Vie de Jeanne d'Arc. Vol. 2 de 2

Part 26

Chapter 263,731 wordsPublic domain

Celui-ci laissait la renommée d'un homme cupide, indiffèrent au bien du royaume. Son plus grand tort fut peut-être d'avoir gouverné dans un temps de guerres et de pilleries, quand amis et ennemis dévoraient le royaume. On l'accusa d'avoir voulu perdre la Pucelle, dont il était jaloux. Cette idée est sortie de la maison d'Alençon, où l'on n'aimait guère le sire chambellan[975]. Ce qui est certain, au contraire, c'est que la Trémouille fut, après le chancelier, le plus hardi à mettre en oeuvre la Pucelle de Dieu, et si, par la suite, cette jeune fille contraria ses projets, rien ne prouve qu'il ait formé le dessein de la faire détruire par les Anglais; elle se détruisit elle-même et se consuma par sa propre ardeur. À tort ou à raison, le sire chambellan passait pour un très mauvais homme, et, quoique le duc de Richemont fût avare, dur, violent, maladroit au delà du possible, bourru, malfaisant, toujours battu et toujours mécontent, on crut n'avoir pas perdu au change. Le connétable venait au bon moment, alors que le duc de Bourgogne faisait la paix avec le roi de France.

[Note 975: Perceval de Cagny, pp. 170, 173 et _passim_.]

Les Anglais, entrés dans le royaume, comme disait ce chartreux, par le trou fait au crâne du duc Jean, sur le pont de Montereau, ne se tenaient dans le royaume que sous la main du duc Philippe; ils n'étaient qu'une poignée; la main du géant s'étant retirée, un souffle suffisait à les emporter. Voyant se réaliser l'horoscope du roi Henri VI: «Exeter perdra ce que Monmouth a gagné», le Régent mourut de douleur et de colère[976].

[Note 976: Carlier, _Histoire des Valois_, 1764, in-4º, t. II, p. 442.--Vallet de Viriville, _Histoire de Charles VII_, t. I, p. 307.--Le Régent croyait lui aussi à l'astrologie (B-N. ms 1352.)]

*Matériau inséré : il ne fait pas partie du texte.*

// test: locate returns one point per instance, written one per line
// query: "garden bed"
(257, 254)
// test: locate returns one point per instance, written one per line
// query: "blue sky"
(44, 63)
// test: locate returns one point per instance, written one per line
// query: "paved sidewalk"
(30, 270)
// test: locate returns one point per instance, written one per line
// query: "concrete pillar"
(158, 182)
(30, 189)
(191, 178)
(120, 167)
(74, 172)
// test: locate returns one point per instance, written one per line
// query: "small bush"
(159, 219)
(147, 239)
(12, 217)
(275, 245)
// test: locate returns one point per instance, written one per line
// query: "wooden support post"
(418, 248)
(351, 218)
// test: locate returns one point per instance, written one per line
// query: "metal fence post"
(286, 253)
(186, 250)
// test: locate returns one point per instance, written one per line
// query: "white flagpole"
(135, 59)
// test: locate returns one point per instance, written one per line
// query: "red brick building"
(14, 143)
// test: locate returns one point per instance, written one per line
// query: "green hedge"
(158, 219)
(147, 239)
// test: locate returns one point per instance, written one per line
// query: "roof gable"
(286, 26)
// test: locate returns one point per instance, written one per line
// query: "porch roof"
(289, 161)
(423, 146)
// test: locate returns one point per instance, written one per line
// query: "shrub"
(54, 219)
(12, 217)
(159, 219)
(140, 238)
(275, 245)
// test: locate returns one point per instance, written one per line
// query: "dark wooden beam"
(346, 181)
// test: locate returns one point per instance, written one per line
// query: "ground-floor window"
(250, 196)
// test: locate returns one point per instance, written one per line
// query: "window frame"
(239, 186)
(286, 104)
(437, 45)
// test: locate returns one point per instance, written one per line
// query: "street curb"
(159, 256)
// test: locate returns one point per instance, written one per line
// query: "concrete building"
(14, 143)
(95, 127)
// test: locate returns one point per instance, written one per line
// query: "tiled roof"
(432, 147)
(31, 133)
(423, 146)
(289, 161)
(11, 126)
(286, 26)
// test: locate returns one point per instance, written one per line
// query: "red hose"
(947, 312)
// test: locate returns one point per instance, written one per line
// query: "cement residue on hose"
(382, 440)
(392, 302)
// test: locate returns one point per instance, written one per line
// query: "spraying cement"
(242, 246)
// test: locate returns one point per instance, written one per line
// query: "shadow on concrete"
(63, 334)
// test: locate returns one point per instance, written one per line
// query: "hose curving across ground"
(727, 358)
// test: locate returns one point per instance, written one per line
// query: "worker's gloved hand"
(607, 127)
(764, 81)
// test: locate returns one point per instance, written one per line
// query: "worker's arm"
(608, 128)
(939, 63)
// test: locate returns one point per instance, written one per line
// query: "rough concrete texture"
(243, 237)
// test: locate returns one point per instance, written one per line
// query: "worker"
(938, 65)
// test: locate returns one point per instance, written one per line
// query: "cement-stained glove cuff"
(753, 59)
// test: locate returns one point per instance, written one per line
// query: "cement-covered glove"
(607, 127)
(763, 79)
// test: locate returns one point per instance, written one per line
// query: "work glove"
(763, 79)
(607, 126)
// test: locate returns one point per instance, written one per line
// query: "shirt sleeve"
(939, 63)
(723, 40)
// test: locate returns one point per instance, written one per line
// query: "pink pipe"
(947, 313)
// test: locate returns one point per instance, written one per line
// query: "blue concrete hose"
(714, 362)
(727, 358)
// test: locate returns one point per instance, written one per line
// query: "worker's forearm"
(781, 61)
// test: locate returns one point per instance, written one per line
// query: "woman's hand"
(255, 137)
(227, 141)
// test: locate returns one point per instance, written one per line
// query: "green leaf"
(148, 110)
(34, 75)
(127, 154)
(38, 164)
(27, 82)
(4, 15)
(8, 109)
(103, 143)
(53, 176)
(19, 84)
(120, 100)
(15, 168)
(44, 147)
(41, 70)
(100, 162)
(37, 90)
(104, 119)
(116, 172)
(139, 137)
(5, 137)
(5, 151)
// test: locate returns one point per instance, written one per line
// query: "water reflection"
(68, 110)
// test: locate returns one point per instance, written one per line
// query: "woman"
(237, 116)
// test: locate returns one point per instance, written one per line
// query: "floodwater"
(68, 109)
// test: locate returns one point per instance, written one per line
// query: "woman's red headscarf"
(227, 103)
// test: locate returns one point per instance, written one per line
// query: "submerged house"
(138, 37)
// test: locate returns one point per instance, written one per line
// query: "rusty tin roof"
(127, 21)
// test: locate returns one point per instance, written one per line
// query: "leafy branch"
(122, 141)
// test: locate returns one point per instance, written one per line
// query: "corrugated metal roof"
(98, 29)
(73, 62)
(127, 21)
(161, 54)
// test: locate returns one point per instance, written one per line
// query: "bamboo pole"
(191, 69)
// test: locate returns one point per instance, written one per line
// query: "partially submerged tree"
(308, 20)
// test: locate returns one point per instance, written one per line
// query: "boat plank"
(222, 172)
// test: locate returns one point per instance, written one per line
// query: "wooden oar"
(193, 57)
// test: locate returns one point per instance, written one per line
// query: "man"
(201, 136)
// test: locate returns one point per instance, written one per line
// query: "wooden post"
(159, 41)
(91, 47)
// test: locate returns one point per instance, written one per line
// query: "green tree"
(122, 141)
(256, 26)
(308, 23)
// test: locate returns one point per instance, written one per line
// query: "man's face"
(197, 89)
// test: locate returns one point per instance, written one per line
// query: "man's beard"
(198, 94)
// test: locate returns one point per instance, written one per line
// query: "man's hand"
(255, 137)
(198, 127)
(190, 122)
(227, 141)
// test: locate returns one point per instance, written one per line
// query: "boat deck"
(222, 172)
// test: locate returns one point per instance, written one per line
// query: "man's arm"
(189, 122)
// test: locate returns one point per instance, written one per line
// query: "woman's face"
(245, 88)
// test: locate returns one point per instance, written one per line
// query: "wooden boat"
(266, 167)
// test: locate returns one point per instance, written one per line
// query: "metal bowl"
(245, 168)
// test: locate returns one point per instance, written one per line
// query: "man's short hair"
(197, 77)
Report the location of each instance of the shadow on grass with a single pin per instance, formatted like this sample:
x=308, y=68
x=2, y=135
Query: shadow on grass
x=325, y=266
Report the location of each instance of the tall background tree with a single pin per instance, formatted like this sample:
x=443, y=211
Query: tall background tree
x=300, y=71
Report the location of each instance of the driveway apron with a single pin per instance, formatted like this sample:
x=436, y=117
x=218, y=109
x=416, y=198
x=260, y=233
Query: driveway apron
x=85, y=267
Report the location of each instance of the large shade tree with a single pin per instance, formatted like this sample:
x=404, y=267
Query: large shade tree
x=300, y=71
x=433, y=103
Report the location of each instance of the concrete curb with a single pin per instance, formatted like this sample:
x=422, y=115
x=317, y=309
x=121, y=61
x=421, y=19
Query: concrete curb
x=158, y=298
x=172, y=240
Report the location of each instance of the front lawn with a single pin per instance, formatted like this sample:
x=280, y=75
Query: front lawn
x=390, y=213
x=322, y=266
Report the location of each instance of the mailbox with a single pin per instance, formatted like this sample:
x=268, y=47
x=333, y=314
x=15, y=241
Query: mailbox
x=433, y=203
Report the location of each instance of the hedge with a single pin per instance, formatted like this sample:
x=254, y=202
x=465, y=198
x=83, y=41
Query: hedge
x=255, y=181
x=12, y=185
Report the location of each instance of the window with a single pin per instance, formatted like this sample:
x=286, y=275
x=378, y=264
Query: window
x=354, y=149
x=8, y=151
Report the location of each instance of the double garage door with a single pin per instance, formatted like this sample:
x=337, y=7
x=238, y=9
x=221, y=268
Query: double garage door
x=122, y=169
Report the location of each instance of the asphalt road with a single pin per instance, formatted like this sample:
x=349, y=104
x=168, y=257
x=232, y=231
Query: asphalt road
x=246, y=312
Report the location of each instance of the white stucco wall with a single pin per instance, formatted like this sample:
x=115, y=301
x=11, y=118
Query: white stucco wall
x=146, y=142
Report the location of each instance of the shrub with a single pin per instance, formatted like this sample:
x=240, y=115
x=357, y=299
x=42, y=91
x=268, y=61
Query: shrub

Le 13 avril 1436, le comte de Richemont entra dans Paris. La mère nourricière des clercs bourguignons et des docteurs cabochiens, l'Université elle-même, s'était entremise pour la paix[977].

[Note 977: Gruel, _Chronique d'Arthur de Richemont_, pp. 120-121.--Dom Félibien, _Histoire de Paris_, t. IV, p. 597.]

Or, un mois après que Paris se fut rangé dans l'obéissance du roi Charles, une fille âgée de vingt-cinq ans, environ, qui jusque-là s'était fait appeler Claude, parut en Lorraine et fit connaître à plusieurs seigneurs de la ville de Metz qu'elle était Jeanne la Pucelle[978].

[Note 978: _Chronique du doyen de Saint-Thibaud de Metz_, dans _Procès_, t. V, pp. 321, 324.--Jacomin Husson, _Chronique de Metz_, éd. Michelant, Metz, 1870, pp. 64-65.--Cf. Lecoy de la Marche, _Une fausse Jeanne d'Arc_, dans _Revue des Questions historiques_, octobre 1871, pp. 562 et suiv.--Vergniaud-Romagnési, _Des portraits de Jeanne d'Arc et de la fausse Jeanne d'Arc_ dans _Mémoires de la Société d'Agriculture d'Orléans_, t. I, (1853), pp. 250, 253.--De Puymaigre, _La fausse Jeanne d'Arc_ dans _Revue Nouvelle d'Alsace-Lorraine_, t. V (1885), pp. 533 et suiv.--A. France, _Une fausse Jeanne d'Arc_ dans _Revue des Familles_, 15 février 1891.]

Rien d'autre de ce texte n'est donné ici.